El gobierno de Evelyn Salgado se ha plegado a las directrices de los mandos del Ejército que no han dado resultados con la Mesa de Coordinación para la Construcción de la Paz en Guerrero, ni con el incremento de efectivos de la Guardia Nacional. Su estrategia de seguridad está diseñada por un grupo de militares que siguen considerando a la sociedad que se organiza para reclamar sus derechos como una amenaza para la estabilidad política del estado. Focalizan su atención contra las organizaciones y líderes sociales, los catalogan como transgresores de la ley y como conspiradores. Están lejos de comprender que la estrategia de seguridad debe estar centrada en el ciudadano y por lo mismo debe salvaguardar los derechos humanos de la población. La opinión y perspectiva de la gente que sufre el flagelo de la violencia es crucial para implementar acciones efectivas que protejan la vida y la seguridad de la población.
Lo paradójico y sumamente preocupante es que con la llegada de la Guardia Nacional, así como el proyecto que tiene el presidente de la República, de construir 12 cuarteles de la Guardia en Acapulco y otros más en las 8 regiones del estado, los guerrerenses no ven que el despliegue militar los haga sentirse más tranquilos. Por el contrario, la experiencia de los años, con el terrorismo de Estado, le dejó lecciones trágicas. La presencia del Ejército en las ciudades y comunidades es para causar temor, para desmovilizar a la población, para arremeter contra el ciudadano que ejerce su derecho a la protesta, para reprimir a quienes increpan al poder y lo emplazan a rendir cuentas. En este despliegue militar se incrementan las graves violaciones a los derechos humanos y se robustece la impunidad para proteger a los perpetradores.
En los pocos años de creada la Guardia Nacional, sus actuaciones no están del lado de la población que es víctima de la violencia, sino de las autoridades, de los funcionarios públicos, que viven en una burbuja para no poner en riesgo su seguridad. Llegaron para proteger a los gobernantes y a las instituciones públicas. Se han colocado para arremeter contra la población que se atreve a tomar las vías de comunicación. Su presencia no ha servido para contener la avalancha delincuencial, para desactivar ni desmantelar las estructuras criminales. Más bien, los han dejado crecer y les han permitido ejercer libremente sus acciones delincuenciales. En algunos lugares, como Acapulco, se coluden con ellos para el cobro de piso y hasta les dan cobertura a los cobradores y expendedores de los negocios ilícitos.

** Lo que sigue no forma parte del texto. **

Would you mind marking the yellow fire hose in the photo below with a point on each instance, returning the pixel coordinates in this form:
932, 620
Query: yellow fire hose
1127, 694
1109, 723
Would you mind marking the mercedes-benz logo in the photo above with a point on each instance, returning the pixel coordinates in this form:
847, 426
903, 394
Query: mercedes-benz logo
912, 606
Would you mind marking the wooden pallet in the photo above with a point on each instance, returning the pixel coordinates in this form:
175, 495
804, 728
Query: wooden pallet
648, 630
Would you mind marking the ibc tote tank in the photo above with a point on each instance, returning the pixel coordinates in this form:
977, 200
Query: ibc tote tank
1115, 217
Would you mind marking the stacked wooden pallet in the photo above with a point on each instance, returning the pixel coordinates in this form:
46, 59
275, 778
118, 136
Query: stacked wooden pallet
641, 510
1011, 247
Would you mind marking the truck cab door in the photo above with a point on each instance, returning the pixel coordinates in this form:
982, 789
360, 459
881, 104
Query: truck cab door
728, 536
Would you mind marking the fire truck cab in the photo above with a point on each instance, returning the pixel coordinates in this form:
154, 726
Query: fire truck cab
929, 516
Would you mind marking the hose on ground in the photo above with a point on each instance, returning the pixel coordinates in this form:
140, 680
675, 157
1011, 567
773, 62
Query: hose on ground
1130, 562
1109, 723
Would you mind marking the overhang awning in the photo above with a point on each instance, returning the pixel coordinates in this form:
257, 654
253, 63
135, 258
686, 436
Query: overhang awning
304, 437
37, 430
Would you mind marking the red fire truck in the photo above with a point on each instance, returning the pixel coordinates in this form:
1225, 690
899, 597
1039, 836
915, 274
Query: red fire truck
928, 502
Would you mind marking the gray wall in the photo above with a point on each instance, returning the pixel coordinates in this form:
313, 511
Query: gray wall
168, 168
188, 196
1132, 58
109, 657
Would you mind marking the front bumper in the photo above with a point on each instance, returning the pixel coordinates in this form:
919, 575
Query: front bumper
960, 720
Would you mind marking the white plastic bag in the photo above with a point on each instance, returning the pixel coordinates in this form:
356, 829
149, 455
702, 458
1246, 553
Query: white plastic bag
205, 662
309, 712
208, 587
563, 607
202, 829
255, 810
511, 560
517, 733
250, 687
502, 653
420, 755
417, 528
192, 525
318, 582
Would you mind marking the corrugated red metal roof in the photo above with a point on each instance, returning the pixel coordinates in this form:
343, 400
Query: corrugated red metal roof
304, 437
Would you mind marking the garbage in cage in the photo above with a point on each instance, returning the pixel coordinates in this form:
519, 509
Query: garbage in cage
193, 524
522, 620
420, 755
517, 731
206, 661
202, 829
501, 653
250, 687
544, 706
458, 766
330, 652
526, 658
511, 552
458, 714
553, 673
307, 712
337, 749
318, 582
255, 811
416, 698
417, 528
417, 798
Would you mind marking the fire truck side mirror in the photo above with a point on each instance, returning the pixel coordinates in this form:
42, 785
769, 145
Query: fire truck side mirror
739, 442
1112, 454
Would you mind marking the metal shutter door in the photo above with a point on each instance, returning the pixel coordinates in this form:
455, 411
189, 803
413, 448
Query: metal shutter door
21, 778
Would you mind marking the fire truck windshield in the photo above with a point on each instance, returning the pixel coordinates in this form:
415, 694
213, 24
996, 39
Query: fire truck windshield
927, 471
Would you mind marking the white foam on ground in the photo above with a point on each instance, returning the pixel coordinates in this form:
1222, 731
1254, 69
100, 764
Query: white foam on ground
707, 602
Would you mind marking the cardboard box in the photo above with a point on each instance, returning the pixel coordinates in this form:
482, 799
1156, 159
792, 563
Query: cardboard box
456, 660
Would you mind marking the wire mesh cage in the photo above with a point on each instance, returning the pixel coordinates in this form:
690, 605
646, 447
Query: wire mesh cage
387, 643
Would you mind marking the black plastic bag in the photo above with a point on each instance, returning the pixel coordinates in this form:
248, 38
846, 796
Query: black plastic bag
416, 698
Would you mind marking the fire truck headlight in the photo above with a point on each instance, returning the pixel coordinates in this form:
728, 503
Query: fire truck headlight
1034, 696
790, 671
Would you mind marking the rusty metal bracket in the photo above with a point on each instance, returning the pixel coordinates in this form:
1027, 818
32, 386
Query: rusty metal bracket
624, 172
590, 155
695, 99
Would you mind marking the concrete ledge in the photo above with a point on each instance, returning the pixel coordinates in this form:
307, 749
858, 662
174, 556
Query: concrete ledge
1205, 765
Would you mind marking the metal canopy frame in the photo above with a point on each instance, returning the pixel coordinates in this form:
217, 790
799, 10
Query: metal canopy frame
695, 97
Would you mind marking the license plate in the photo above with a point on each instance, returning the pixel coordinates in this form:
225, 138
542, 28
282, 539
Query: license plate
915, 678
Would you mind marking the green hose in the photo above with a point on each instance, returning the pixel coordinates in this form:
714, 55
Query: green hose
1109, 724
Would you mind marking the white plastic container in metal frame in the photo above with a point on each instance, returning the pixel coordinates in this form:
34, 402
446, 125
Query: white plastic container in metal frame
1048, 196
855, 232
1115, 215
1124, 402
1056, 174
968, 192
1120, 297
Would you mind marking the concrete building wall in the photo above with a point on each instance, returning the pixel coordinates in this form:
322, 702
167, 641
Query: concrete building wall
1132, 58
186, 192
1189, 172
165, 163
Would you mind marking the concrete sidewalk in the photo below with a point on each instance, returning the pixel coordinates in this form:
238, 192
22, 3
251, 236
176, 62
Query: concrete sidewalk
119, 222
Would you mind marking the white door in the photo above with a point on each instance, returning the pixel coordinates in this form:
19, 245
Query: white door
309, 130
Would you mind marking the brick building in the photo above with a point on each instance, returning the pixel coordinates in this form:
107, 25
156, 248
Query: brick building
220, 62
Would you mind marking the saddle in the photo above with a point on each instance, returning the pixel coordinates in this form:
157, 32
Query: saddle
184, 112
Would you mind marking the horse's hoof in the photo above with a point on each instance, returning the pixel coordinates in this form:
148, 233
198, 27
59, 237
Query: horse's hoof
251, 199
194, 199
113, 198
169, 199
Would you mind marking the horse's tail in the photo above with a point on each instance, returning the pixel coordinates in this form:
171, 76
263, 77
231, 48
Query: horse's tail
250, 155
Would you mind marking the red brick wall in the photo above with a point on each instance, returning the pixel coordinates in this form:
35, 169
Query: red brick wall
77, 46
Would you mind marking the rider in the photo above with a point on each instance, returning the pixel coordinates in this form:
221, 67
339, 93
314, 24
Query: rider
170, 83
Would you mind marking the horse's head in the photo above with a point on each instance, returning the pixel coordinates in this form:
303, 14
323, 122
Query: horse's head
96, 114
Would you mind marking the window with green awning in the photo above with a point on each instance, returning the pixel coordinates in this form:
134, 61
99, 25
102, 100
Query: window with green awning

El presupuesto millonario destinado para el Ejército y la Guardia Nacional no ha redundado ni redundará en beneficio de la gente que paga cuota diariamente a los grupos de la delincuencia. Tampoco tendrán el apoyo las familias desplazadas de manera forzada por la violencia que ejercen estos grupos en sus comunidades y ejidos. Los colectivos de víctimas arriesgan su vida al adentrarse a lugares peligrosos en busca de sus hijos desaparecidos. Para la Guardia Nacional estos acompañamientos a las madres buscadoras no forman parte de sus prioridades institucionales.
En Guerrero la violencia ha cimbrado las estructuras de un poder decrépito que incubó en la delincuencia institucionalizada la delincuencia criminal, que sembró la corrupción y los negocios ilícitos al interior de las instituciones para robustecer la enredadera del crimen organizado. Los crímenes más atroces los cometieron poli-cías, militares y marinos. Fueron la hierba mala que hizo florecer el negocio de la droga en Guerrero y los maestros de la tortura, las desapariciones forzadas, las ejecuciones arbitrarias, los vuelos de la muerte, la irrupción en comunidades, los desplazamientos forzados, las violaciones sexuales, la tierra arrasada. En fin, la violencia del Estado que incubó al crimen organizado.